Rapid and quantitative detection of urinary Cyfra21-1 using fluorescent nanosphere-based immunochromatographic test strip for diagnosis and prognostic monitoring of bladder cancer
Published in Artificial Cells, Nanomedicine, and Biotechnology, 2019
Qifang Lei, Linlin Zhao, Shuixian Ye, Yue Sun, Fangjie Xie, Hong Zhang, Fangjian Zhou, Song Wu
Cytokeratin 19 fragments (Cyfra21-1) is a soluble fragment of keratin CK19. Serum Cyfra21-1 is an effective diagnostic biomarker for cancers such as lung cancer and oral/oropharyngeal squamous cell carcinoma [10–12], and previous studies also confirmed that the diagnostic specificity and sensitivity of urinary Cyfra21-1 for bladder cancer were about 60–90% and 40–92%, respectively [8,13–16]. Immunoassay-based techniques such as electro chemiluminescent immunoassay, enzyme-linked immunosorbent assay (ELISA) and immunochromatographic assay were most often used for urinary Cyfra21-1 detection [17–19]. These detection methods suffer from some problems.
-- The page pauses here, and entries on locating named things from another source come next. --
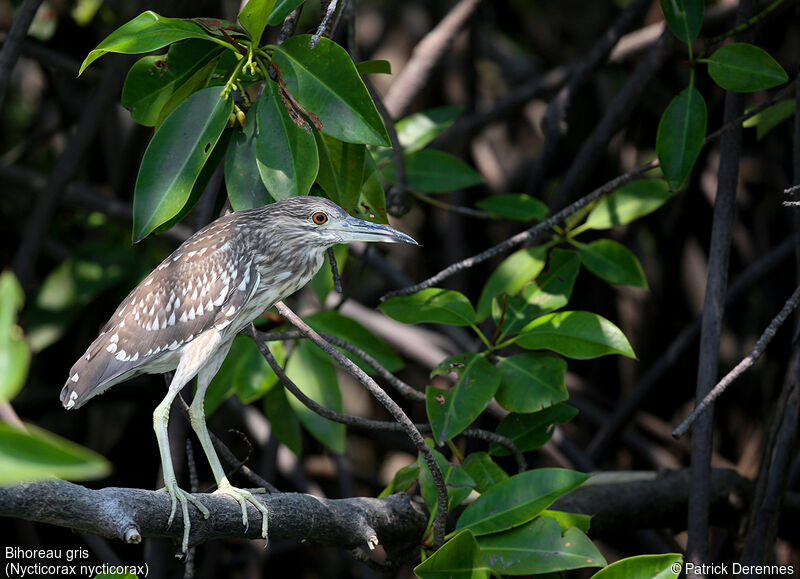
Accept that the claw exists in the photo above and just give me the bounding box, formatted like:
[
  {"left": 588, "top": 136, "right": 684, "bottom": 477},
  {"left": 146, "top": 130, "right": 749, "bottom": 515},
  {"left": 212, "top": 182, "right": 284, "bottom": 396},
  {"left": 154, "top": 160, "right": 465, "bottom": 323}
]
[{"left": 214, "top": 478, "right": 268, "bottom": 539}]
The reaction system of chemiluminescence method is unstable, with complexity of the procedures and high instrument cost. The ELISA needs to pre-treat urine to extract protein so that the analysis time is relatively long. It is not suitable for rapid detection. Membrane-based lateral flow Immunochromatographic assay, often referred to as a point-of-care test, offers several advantages, such as rapidity, simplicity, selectivity and low cost. The colloidal gold is the most common type, but it can only be qualitative or semi-quantitative detection and cannot be used for trace analysis, it also occurs large false-negative rate because of the haematuria interference [20,21]. Therefore, there an increasing demand for improvement of immunochromatographic methods and to design new ones to achieve quantitative detection with great convenience, ideal sensitivity and specificity.